21. I propose to adopt the parties’ commonly held position in relation to that matter and grant the leave as sought to the Applicants but require them to clearly indicate against which if not both of the respondents such an order is claimed and the basis for the making of such order which would justify the re-opening of the concluded judgment to the limited extent that I have indicated. The Motion should be supported by affidavit evidence establishing the basis for the claim to costs and the claim to re-open the concluded proceedings in relation to order 4.

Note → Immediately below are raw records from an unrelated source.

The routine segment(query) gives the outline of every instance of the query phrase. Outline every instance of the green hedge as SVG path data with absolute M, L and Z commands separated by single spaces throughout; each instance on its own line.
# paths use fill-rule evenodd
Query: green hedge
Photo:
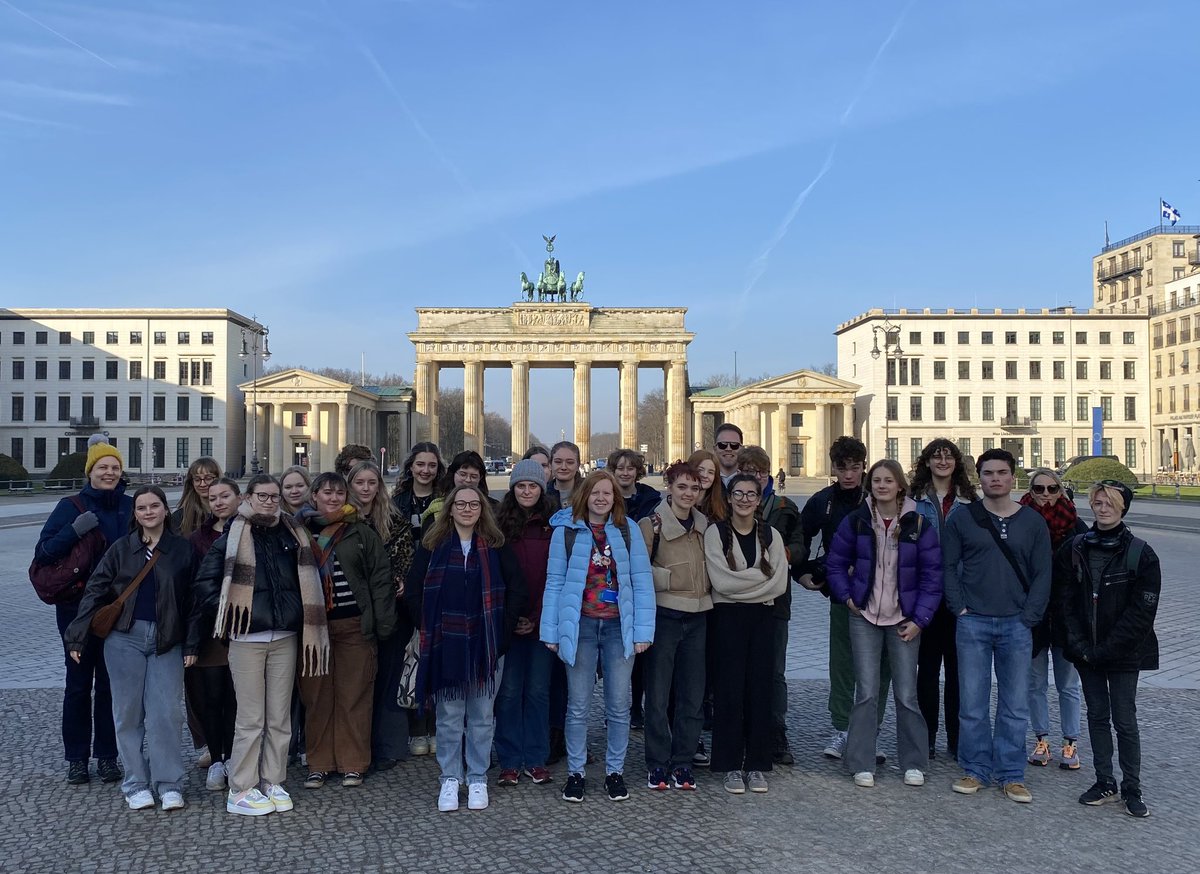
M 46 479 L 84 479 L 83 467 L 85 464 L 87 464 L 86 452 L 64 455 L 62 460 L 54 465 L 54 470 L 50 471 Z
M 1093 458 L 1081 461 L 1063 475 L 1063 479 L 1075 484 L 1075 491 L 1082 493 L 1092 483 L 1102 479 L 1115 479 L 1130 488 L 1137 488 L 1138 478 L 1133 471 L 1111 458 Z
M 0 453 L 0 480 L 27 480 L 27 471 L 15 458 Z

22. I should also note finally that the Applicants’ Motion sought, pursuant to the statutory slip rule, a further determination by the Court in relation to the issue of site remediation of contaminated land. That issue had been raised at the hearing of the class 1 proceedings but was not the subject of any final determination by me in my judgment, nor for that matter was another matter raised by the Applicants, namely the question of whether the development required Part 3A approval under the Rivers and Foreshores Improvement Act by dint of its propinquity to the Duck River.
23. In my view, the slip rule does not provide any justification for re-opening the concluded hearing for the purpose of making further determinations in respect of the contaminated land and Rivers and Foreshores Improvement Act issues. The class 1 proceeding was determined entirely in favour of the Applicants on numerous grounds, legal and merit-wise, that is planning-wise. Many issues were opened up in the proceedings and explored. Not all of them were the subject of determinations by the Court and the conclusions and orders made by the Court in those proceedings did not depend upon any such determinations being made.

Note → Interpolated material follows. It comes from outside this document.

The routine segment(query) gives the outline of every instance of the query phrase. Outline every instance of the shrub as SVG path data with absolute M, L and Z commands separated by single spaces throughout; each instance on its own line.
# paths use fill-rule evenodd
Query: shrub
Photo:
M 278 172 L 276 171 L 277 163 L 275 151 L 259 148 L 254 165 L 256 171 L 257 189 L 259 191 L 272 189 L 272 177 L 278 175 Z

24. In these circumstances, I can see no utility, even if the power were available to re-open the concluded proceedings to revive those issues.

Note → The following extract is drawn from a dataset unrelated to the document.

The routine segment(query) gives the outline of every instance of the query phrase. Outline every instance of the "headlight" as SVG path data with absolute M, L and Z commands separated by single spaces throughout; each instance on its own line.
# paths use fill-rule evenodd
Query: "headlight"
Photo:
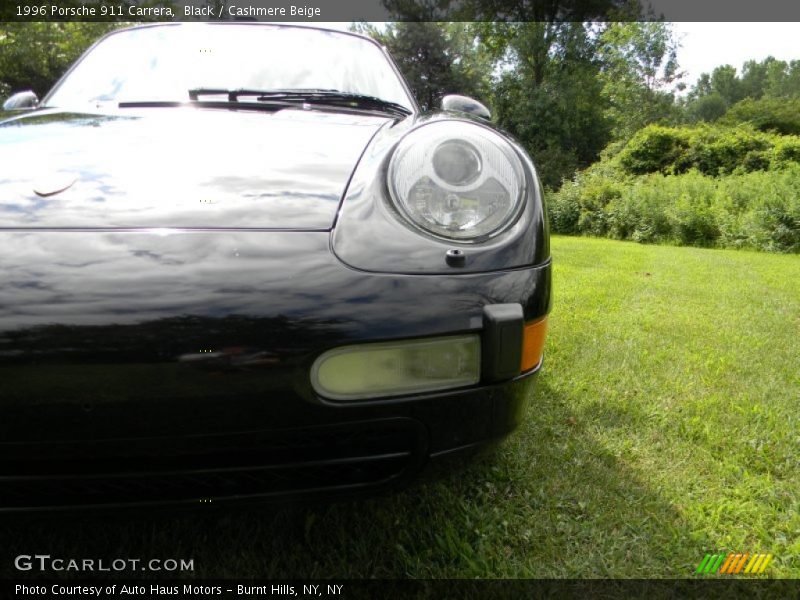
M 395 149 L 388 174 L 398 210 L 433 235 L 479 241 L 519 216 L 525 192 L 522 163 L 492 131 L 444 121 L 420 127 Z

25. Accordingly, for all of the foregoing reasons I uphold the Minister’s Motion and order that the Applicants’ Notice of Motion filed in the proceedings on 12 December 2003 be struck out, at the same time giving leave as earlier articulated to the Applicants within the fourteen day period to file a supplementary Motion in respect of re-opening on the question of costs for the purpose of making a claim for costs against one or both of the respondents to be nominated in the Motion.
26. As I have said, in upholding the basis for the Minister’s strike-out Motion, it remains a matter for the Applicants to determine what if any future proceeding in class 4 of the Court’s jurisdiction they may wish to make. That is a matter which I emphasise that it is entirely for them.
27. The Minister seeks his costs of the strike-out Motion which is opposed by the Applicants. The Motion was very belatedly filed, although soon after the filing of the Applicants’ Motion. The Applicants’ Motion, although struck out, for the reasons I have given articulates claims which if put in proper form in appropriate class 4 proceedings raise matters prima facie within the Court’s jurisdiction and cognisable by the Court. I am here referring to the matters that I have previously mentioned concerning declaratory relief in relation to the Act of Parliament and what it authorises or may not authorise, as the case may be.
28. I have also been persuaded prima facie that the re-opening of the concluded judgment at least on the question of costs remains a distinct and viable possibility. For these reasons I am of the opinion that no order for costs should be made in relation to today’s proceedings and I so order.